Thursday, November 7, 2013

Piece By Piece

Trey Smith


When I try to explain to people that I like a certain order, a lot of these folks get a completely wrong idea. They think I must be some sort of neat freak! You know, the kind of person who blows a gasket if one stick of furniture is accidentally moved askance or goes ballistic if a wisp of dust is allowed to settle anywhere in sight.

That does not describe me in the least. I am a very cluttered person -- someone famous for making piles of who knows what. But though I am cluttered, I still crave order.
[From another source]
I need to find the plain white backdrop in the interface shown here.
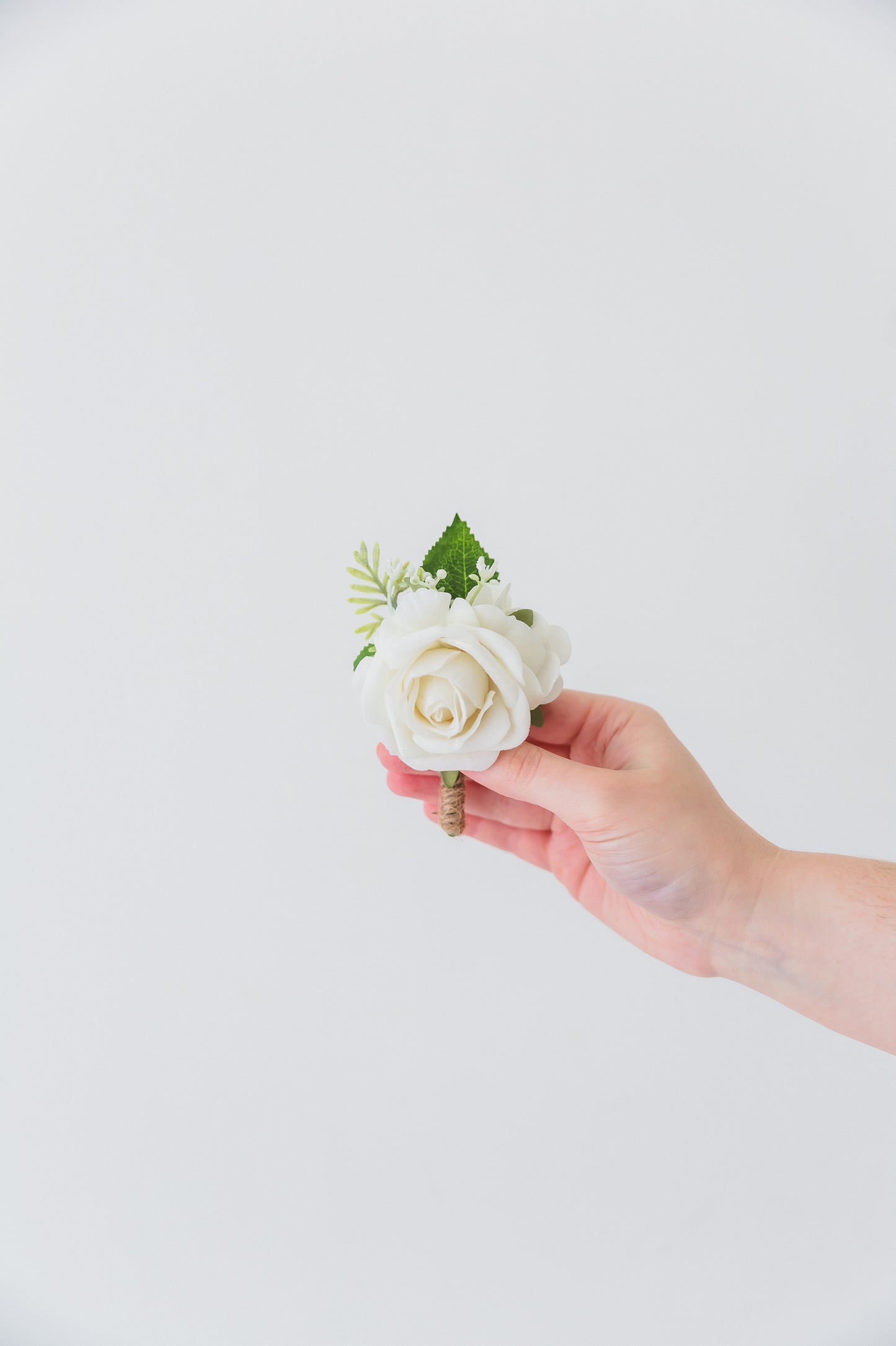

When we moved into this house in August 2007, I arranged the furniture in my computer room and bedroom just so. In all this time, NOTHING has moved. Unlike my wife, who has periodically rearranged her bedroom, once I decide where something goes, it stays put.

Now, unfortunately, I am at the stage of moving whereby I am compelled to move these items from their assigned spots. I have moved out the two bookcases from my computer room plus a shelf and chair from my bedroom. Each time I remove a piece of furniture from its "permanent" placement, it aggrieves me terribly. The room no longer looks "normal". As I sit here pecking out this post, I feel as if I am doing so in someone else's house!

And it's only going to get worse. By Sunday evening, I will completely dismantle these two rooms and move the combined furniture as well as my computer to the front bedroom downstairs. Sunday night will be weirder than weird as I [try to] sleep in a totally different room. The next morning I will load up the remaining furniture in the rental truck and head to Ocean Shores.

On Monday night, not only will my bed and computer be in yet another room, but they will be in a totally different structure in a different town. My sincere hope is that I will be so exhausted from the day's events that I will collapse in my new bedroom before the feelings of complete disorientation set in. My first few days up north will be fraught with overwhelming anxiety as I come to grips with my new normal. Yet, I know that, in short amount of time, I will forget the feel of my set-up here in South Bend and the new normal will no longer feel new.

The hard part is getting from where I am right now to there.